Well, here we are. You’ve clicked on the “About” section, which either means you’re curious, lost, or vetting me before deciding if I’m full of crap. All fair.

I’m turning 50 this year. Half a century. Five whole decades of navigating life, love, laundry, and that one drawer in the kitchen full of things that don’t belong anywhere else. I thought I’d feel wiser by now, maybe calmer, or like I’d finally unlocked the secret to life. Not in the slightest!

Hormones are starting to play hopscotch with my sanity, my chin has started growing one single hair, and I regularly forget the names of common things mid conversation. You know, the… the thing. With the buttons. That makes toast? Yes. That. Vocabulary is now a lucky dip.

I’d like to say I am officially in the I-don’t-have-time-for-this era of my life as I think it would be kind of liberating, but I’m no where close! I worry if I’ll upset people, if people like me, I keep most of my beliefs and opinions to myself unless its aimed at my family. I’m working on it though so brace yourselves, I have a sharp tongue!

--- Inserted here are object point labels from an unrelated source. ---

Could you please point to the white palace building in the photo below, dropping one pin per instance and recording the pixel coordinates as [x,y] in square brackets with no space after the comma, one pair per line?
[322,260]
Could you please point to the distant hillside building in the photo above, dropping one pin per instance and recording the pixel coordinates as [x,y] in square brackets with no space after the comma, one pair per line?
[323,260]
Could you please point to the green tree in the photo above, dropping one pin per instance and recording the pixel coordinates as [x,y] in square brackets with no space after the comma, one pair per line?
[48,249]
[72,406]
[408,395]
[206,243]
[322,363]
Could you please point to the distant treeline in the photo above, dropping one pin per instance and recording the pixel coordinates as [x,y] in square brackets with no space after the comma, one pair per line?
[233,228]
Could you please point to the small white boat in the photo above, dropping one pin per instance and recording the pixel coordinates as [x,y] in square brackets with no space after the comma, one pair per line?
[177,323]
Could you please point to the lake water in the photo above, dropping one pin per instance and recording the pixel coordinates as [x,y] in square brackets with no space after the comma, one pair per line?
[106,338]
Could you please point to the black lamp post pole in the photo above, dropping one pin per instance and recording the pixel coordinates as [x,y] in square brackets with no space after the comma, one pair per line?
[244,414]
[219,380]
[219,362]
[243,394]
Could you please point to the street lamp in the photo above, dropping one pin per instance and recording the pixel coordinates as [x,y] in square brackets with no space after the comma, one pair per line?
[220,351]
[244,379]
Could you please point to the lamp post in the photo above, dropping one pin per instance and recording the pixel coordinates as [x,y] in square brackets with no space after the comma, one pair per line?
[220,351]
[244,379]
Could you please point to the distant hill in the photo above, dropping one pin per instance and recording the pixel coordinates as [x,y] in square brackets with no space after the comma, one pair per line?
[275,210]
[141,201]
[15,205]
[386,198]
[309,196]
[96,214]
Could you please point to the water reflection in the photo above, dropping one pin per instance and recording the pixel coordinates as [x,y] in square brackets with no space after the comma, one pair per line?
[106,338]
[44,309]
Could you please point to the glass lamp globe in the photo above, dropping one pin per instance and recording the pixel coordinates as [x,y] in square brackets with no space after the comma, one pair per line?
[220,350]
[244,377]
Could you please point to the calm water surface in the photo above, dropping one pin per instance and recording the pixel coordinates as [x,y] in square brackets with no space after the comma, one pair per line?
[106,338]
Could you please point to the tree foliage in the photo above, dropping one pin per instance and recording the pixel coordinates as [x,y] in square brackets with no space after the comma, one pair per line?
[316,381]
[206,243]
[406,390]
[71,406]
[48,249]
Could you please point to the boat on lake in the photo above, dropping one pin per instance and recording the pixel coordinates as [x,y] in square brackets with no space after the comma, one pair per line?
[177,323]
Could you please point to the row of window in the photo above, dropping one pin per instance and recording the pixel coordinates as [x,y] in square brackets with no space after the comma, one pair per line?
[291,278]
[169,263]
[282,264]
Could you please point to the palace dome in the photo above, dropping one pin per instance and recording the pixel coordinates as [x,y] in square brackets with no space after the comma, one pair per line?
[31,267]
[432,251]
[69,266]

This blog is my little corner of the internet where I can talk honestly about anything I bloody well like and the weird in-between place of not being young anymore but not quite old. If you’re looking for educational, profound shit… look elsewhere. If you’re after some honest ramblings, too much swearing, and the occasional dose of hilarity, pull up a chair.

I’m looking for an outlet. An online journal that I apparently allow the world to read. I’m just here to tell MY truth, laugh about it, and hopefully feel a little less alone when I forget the word for “spatula.”

Now, if you’ll excuse me, it’s coffee time right?